Un tiroir de sous-vêtements féminins. À l'intérieur, un diamant, un cahier bleu et un pistolet.
Le pistolet, la narratrice l'a trouvé abandonné dans un parc. Elle ne sait pas très bien pourquoi elle n'a pas pu s'empêcher de le ramasser pour le rapporter chez elle. Mais qu'en faire à présent? Le donner à la police.... oui, éventuellement. Ce serait la solution la plus sage.
Et si elle le gardait?

Dans son cahier bleu, cette femme qui approche la cinquantaine, livre ses doutes et ses angoisses. Avant la découverte de l'arme, son existence était vide, ennuyeuse. Peu à peu, toutes ses pensées vont se concentrer autour de ce revolver.

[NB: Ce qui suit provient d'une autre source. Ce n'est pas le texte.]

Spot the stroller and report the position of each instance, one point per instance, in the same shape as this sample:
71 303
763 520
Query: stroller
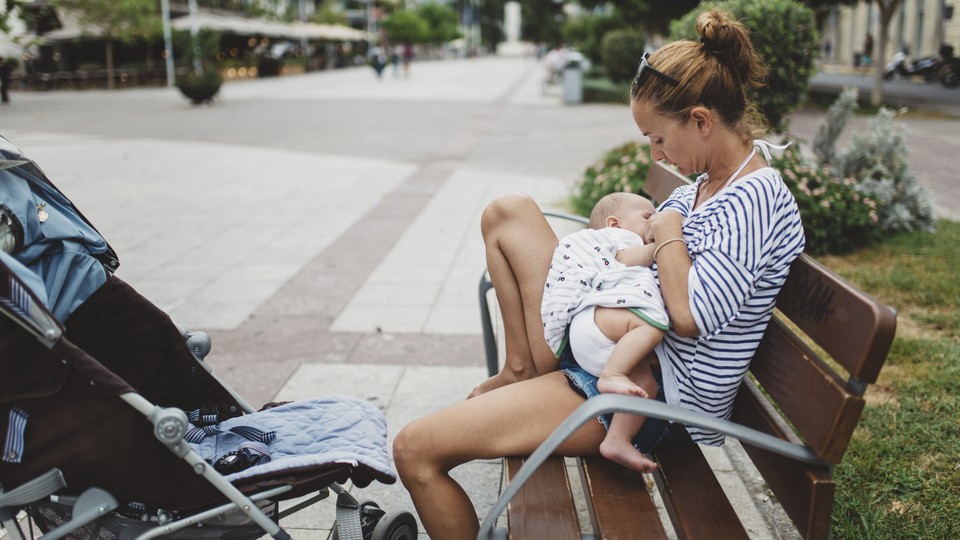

Dès le début de son récit, Luce Delobre use d'un phrasé court, direct. La narratrice, un peu dépassée par sa propre vie, nous apparaît immédiatement sympathique et l'auteure a eu la finesse de lui donner de la consistance en dehors de l'intrigue proprement dite. Ses affres de biographes, son regard sur la personne dont elle doit raconter la vie, sont très touchants.
Arrivée au deux-tiers du livre, je me demandais pourtant où voulait en venir Luce Delobre... Je lisais ma foi un roman intimiste d'une facture assez classique dans lequel la protagoniste se regarde un peu le nombril.
Quand tout à coup, le rythme change et s'affole. On quitte la sage narration pour une envolée totalement loufoque. Il y a un cynisme et un humour noir loin de me déplaire. J'aime cet emballement, cet espèce de huis-clos infernal. Enfin bref, prise dans ma lecture, je tourne la page....

.... et me retrouve face à une grande étendue blanche.
Les feuillets se seraient-ils collés les uns aux autres? Aurais-je sauté une page?
Je vérifie. Non. En bas de la page précédente, c'étaient bien les derniers mots du Journal d'une étourdie que je venais de lire... Et là, je reste perplexe...
Étourdie au point d'en oublier de finir son récit? En tout cas, pour le coup, je suis clairement restée sur ma faim/fin....
Étrange....

Extrait :

C'est drôle, depuis hier, je ne sens plus ma vie comme d'habitude. Quelque chose a changé, comment dire... dans mon état de conscience, ma sensation dur réel. Comme s'il s'était produit un déclic, un léger basculement qui en modifie l'éclairage. Tout le décor est à remettre en place, un peu comme au retour de longues vacances. Mon espace familier s'est détaché de moi, il m'ignore. C'est arrivé d'un coup, oui, quand je suis rentrée à la maison avec l'arme sur moi. J'ai pensé que c'était l'émotion, que ça allait s'estomper. Mais non, au contraire. Je n'aurais pas dû la prendre. Si j'allais la remettre où je l'ai trouvée?
Non, ce serait stupide. La conduite à tenir est simple, c'est celle d'un adulte normal, responsable. À toute situation correspond une logique. Dans un cas comme celui-ci, on s'adresse aux autorités compétentes. Il y a des gens payés pour prendre en charge ce genre de problème. Et on s'en lave les mains, c'est l'avantage.

À propos de mains, j'ai pris soin jusqu'ici de ne le toucher qu'avec des gants. S'il y a une enquête, autant ne pas risquer d'effacer par les miennes les empreintes qui s'y trouvent. On y pense rarement quand on manipule un objet quelconque. On mêle ses trace à celles des autres, des inconnus pas toujours propres, peut-être même un peu poisseux d'âme ou de corps. On dépose à son tour un dessin infime, singulier, une signature qui s'ajoute à d'autres signatures. Une simple image abstraite, indécelable à l'œil nu, mais chargée de sens. Empreintes, groupe sanguin, ADN, l'idée que mes cellules soient des codes à déchiffrer m'a toujours un peu agacée.

Je ne me suis pas encore décidée à y aller, je me demande pourquoi. Je ne suis pas coupable d'avoir trouvé ça sur mon chemin. Jusqu'ici, je n'avais même pas encore songé à m'en servir. Voilà, c'est fait. J'ai osé m'imaginer un instant en train d'appuyer sur la détente. Pour viser qui? Il y a plusieurs options, mais il est évident que je serais incapable de passer à l'acte. Du moins, je crois.